Por tal motivo, los oficiales solicitaron los videos de las cámaras de seguridad de la Municipalidad de Florencio Varela y de Berazategui, en las que no observaron el paso del vehículo.
Los investigadores consultaron a la empresa de seguros que refería el denunciante. Las fuentes detallaron que la aseguradora reconoció que el rodado estaba muy bien asegurado y que el dinero que le pagarían superaba ampliamente el valor de reventa en el mercado.
Fue así cuando la esposa (44) del denunciante confesó que lo habían entregado a un desarmadero.

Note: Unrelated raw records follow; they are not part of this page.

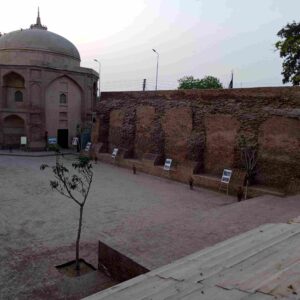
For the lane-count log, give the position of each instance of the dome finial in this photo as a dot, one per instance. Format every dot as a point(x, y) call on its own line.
point(38, 24)
point(38, 20)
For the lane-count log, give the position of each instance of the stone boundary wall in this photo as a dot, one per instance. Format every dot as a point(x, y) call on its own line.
point(206, 127)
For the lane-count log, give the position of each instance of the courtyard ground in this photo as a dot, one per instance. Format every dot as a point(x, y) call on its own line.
point(150, 219)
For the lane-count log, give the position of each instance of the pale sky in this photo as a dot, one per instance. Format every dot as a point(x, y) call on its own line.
point(193, 37)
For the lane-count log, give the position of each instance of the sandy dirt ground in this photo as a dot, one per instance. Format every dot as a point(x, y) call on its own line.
point(150, 219)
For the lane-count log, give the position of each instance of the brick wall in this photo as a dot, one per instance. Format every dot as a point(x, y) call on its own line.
point(205, 126)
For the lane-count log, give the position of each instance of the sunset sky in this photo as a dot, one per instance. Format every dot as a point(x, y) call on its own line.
point(193, 37)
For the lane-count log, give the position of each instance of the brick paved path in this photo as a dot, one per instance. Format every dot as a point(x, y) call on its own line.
point(153, 220)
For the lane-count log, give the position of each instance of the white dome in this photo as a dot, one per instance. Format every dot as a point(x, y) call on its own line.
point(38, 40)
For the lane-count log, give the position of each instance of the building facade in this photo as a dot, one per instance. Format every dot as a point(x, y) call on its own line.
point(43, 90)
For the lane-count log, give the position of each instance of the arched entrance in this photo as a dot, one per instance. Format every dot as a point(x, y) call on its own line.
point(13, 129)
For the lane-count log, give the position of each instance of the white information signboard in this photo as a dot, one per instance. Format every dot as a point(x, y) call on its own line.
point(23, 140)
point(226, 176)
point(115, 152)
point(75, 141)
point(88, 146)
point(52, 140)
point(168, 163)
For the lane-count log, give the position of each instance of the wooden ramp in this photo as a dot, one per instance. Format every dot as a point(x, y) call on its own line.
point(263, 263)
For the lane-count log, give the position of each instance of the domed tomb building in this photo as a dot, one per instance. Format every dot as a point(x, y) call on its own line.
point(44, 91)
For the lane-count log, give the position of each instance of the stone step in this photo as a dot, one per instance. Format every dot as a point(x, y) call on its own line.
point(213, 262)
point(223, 248)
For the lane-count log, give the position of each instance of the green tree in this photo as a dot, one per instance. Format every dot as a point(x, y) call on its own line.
point(75, 186)
point(289, 49)
point(208, 82)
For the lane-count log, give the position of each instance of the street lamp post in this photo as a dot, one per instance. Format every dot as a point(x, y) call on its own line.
point(156, 67)
point(96, 60)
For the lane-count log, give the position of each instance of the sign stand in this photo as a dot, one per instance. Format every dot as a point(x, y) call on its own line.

Los voceros explicaron que este tipo de estafas es moneda corriente y genera mucho dinero, razón por la que se improvisan desarmaderos en cualquier garaje. Las fuentes explicaron que se trata de una modalidad en crecimiento, en la que el damnificado entrega su auto en cualquier taller, mientras lo hace desarmar, por ende sin pedido de secuestro, y tras hacer la denuncia policial, recién va a tener secuestro y lo van a buscar infructuosamente, mientras la supuesta víctima se prepara para cobrar el seguro, compartiendo en muchas ocasiones lo percibido en concepto de venta de los elementos usados.
Por ello se informó que se han generado protocolos de interrogatorios para poder descubrir la veracidad de la denuncia, a través de un cuestionario para descubrir al denunciante falaz.
“Se escucha atentamente la narración del hecho de sustracción del bien, firma su denuncia, se le indica que exhiba las llaves, a fin de determinar algún número de serie de las mismas, y sobre todo si las tiene, ya que si se trata de un hurto se llevan el vehículo con una grúa o abriéndolo con una ganzúa, por lo que las llaves le quedan al damnificado”, dijo el titular de la seccional.
La empresa de seguros, en tanto, reconoció que el auto estaba bien asegurado y que el valor que abonarían era de unos 22 mil pesos (deducidos impuestos), superando ampliamente el valor de reventa, por el cual no llegaría a cobrar 15 mil. Esta situación se da debido a que el monto a pagar por el cliente de un seguro es un porcentaje del valor del efecto asegurado, si el valor del mismo es alto, también lo será el costo del seguro.